Appreciate both comments from Kinggyppo and from Scott and mo. The nuances of anything is what make it work. The tricks so to speak. The idea of going an extra strike out the money is a good one I can appreciate, though I may not understand it. Well will watch and see what happens. The sudden drop mid morning is making me antsy. I was playing with real money in CALLS, a la Jeff and his averaging down. My own lessons in stocks decades ago, was NEVER to average down. Think I got stuck in 5 stocks left over for over nine years, before I averaged my way out, to a small profit. Ended up by buying some puts. 3 PUTS to balance the 3 CALLS I am holding. See how it goes? I´ve got a couple of weeks I can play with it. But I cannot lose anymore money, or will have hit my level when I´m out of here.

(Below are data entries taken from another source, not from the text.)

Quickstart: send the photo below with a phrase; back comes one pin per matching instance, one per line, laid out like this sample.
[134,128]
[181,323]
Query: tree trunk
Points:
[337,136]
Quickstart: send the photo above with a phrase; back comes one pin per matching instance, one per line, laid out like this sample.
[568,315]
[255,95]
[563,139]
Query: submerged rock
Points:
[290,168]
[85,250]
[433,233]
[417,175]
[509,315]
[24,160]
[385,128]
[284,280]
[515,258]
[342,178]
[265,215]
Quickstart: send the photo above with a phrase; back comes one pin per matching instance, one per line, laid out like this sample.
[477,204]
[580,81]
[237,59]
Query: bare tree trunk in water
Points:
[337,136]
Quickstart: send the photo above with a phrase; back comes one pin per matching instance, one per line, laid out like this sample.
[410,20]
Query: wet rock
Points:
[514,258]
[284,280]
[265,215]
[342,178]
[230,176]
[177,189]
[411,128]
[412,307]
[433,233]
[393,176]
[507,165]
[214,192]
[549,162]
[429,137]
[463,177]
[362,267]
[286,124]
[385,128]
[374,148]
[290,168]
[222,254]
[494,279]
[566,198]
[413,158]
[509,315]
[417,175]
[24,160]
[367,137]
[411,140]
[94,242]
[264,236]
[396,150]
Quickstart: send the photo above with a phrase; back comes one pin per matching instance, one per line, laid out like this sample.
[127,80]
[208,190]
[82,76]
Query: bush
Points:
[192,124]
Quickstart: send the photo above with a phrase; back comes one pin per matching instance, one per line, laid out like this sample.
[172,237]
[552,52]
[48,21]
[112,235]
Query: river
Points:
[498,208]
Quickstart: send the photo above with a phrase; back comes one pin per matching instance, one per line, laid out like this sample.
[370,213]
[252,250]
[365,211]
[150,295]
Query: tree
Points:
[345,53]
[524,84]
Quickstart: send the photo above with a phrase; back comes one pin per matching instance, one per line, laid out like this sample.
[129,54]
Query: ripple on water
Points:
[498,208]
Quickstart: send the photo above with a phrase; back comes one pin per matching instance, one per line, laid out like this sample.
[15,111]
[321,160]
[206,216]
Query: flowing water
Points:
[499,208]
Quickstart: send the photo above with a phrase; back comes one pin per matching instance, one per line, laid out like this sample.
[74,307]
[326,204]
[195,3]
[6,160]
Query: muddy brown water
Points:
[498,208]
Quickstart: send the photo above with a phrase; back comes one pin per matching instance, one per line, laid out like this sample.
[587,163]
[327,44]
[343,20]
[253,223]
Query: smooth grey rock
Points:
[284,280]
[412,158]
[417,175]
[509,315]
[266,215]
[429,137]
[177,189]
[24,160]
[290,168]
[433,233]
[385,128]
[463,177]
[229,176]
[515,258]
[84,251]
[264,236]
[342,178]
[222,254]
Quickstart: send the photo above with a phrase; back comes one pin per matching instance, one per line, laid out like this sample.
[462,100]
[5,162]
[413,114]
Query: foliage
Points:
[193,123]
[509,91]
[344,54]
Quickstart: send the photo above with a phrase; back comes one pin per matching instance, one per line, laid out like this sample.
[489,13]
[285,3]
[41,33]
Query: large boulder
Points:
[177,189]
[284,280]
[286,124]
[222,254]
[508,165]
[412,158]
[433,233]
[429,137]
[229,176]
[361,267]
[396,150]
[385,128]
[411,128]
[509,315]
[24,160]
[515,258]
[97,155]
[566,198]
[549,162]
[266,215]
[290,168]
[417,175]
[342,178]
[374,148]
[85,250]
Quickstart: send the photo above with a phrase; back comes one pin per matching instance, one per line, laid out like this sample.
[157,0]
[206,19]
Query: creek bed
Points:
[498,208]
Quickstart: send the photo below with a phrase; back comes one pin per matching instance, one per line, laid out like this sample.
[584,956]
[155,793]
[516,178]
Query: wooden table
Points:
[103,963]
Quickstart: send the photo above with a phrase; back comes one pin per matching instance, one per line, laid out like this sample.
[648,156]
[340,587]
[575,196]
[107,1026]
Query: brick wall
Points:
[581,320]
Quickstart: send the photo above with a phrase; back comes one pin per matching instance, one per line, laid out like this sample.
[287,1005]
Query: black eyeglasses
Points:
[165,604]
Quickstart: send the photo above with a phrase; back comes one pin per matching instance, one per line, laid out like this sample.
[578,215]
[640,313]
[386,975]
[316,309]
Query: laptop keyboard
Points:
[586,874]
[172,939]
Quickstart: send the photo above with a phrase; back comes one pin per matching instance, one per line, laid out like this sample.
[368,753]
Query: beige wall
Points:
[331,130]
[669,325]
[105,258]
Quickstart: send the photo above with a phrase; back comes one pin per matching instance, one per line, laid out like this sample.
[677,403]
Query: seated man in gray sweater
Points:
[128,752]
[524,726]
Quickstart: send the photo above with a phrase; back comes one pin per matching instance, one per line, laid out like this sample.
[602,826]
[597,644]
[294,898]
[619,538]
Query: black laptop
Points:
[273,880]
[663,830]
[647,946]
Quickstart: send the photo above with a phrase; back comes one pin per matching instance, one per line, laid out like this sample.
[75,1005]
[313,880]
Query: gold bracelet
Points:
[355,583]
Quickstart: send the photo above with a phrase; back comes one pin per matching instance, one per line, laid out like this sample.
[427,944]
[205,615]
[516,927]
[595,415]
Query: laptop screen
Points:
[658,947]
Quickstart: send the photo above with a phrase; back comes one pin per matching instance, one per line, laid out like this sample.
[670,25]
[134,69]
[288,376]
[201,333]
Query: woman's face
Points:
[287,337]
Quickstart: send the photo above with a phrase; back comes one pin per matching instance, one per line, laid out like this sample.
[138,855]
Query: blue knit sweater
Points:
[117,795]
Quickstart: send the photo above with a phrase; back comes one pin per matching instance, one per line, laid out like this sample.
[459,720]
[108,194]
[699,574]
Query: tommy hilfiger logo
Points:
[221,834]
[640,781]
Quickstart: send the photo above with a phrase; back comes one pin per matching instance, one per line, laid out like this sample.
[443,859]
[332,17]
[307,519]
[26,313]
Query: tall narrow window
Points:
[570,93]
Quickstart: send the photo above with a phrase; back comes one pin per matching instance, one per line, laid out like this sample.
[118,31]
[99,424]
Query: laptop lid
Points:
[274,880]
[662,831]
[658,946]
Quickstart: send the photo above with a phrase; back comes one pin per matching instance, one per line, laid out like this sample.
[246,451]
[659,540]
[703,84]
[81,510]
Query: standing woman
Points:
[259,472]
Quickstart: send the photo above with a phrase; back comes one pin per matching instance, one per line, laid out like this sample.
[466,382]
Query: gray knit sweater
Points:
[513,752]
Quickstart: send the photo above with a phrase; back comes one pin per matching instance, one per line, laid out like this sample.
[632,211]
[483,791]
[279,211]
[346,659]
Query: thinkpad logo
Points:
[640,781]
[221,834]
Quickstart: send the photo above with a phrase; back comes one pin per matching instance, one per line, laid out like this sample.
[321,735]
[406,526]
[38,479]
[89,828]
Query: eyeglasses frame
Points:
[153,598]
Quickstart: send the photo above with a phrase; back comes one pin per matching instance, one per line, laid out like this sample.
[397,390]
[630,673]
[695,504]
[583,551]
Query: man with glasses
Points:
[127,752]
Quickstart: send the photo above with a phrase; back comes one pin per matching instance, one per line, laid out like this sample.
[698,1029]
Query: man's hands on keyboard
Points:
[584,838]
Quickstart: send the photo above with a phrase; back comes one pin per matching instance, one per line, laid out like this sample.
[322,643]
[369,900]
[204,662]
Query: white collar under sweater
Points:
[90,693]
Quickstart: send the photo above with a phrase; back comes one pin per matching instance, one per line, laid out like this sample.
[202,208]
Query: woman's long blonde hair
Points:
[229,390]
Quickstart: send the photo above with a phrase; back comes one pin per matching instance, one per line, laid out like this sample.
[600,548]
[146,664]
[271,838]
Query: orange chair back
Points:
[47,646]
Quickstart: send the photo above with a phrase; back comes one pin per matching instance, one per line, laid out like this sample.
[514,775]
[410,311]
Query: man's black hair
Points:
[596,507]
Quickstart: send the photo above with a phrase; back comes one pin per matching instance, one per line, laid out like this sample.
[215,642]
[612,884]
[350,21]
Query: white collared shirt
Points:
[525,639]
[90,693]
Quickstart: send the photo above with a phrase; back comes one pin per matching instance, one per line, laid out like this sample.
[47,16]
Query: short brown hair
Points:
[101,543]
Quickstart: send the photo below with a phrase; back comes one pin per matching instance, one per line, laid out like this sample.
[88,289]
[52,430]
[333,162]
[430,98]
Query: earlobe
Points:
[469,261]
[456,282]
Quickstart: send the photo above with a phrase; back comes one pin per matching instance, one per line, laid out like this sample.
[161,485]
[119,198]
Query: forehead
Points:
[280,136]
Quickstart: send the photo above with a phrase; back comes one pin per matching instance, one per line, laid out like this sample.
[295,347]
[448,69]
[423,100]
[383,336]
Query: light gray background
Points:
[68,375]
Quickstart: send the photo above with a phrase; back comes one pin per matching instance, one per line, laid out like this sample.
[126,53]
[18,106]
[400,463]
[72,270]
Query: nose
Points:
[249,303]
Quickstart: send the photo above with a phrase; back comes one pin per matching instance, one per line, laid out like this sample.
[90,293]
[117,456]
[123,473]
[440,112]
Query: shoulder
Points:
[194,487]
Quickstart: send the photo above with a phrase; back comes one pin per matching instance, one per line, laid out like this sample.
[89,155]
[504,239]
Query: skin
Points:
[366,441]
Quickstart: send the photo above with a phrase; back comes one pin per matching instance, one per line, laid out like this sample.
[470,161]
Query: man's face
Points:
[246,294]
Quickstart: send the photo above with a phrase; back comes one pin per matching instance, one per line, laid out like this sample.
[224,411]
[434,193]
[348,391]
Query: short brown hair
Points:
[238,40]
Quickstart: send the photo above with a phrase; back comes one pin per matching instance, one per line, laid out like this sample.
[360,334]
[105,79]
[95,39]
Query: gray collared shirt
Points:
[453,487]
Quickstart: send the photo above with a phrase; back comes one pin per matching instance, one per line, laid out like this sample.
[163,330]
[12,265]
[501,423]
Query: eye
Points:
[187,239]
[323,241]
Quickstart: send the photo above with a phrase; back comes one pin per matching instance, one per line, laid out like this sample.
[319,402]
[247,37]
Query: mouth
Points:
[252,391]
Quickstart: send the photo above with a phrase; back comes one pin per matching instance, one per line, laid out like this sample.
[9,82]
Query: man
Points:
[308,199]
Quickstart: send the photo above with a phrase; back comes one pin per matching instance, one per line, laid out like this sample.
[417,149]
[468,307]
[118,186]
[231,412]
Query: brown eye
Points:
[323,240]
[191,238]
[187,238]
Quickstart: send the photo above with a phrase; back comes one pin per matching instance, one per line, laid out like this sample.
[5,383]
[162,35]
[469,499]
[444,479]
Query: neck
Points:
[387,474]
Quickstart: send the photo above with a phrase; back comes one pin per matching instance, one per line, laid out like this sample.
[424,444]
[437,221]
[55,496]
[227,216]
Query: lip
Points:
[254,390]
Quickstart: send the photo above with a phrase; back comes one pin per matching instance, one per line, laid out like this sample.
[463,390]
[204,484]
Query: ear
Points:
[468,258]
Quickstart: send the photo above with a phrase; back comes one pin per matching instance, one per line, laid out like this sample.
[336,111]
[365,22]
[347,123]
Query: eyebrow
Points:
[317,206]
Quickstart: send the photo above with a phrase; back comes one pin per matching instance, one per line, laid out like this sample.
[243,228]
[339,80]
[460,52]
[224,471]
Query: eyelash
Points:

So on the Reverse Iron Condor One should be two, or even three strikes, OTM, from the par ATM, to make it work?
Sorry Jeff I blew right through my index number, I was supposed to follow your method and double up CALLS, a la averaging down. Couldn´t do it. Ended up buying PUTS instead and will play the trend and the trend ending for PUTS, and THEN maybe buy some more CALLS, or something? See what this market does? Usually on something like this I lose on the CALLS in this case, but make on the PUTS. Overall losing.
Yes, premiums start to converge at further OTM, For example. XYZ at $100. Calls at 100 and 105 will have larger premium difference (say $7.5 and $4, diff of $3.5), but calls at 110 and 115 will have smaller premium difference (say $2.5 and $1, diff of $1.5). Basically further OTM is less likely and therefore more profitable. If you expect a big move but don't know which way, then you can buy spreads far OTM on both sides and if it does move big then the profit of one of them covers the premium of the other plus some. That is a reverse iron condor. Conversly, it should be easy to interpret the reason for purchasing an iron condor.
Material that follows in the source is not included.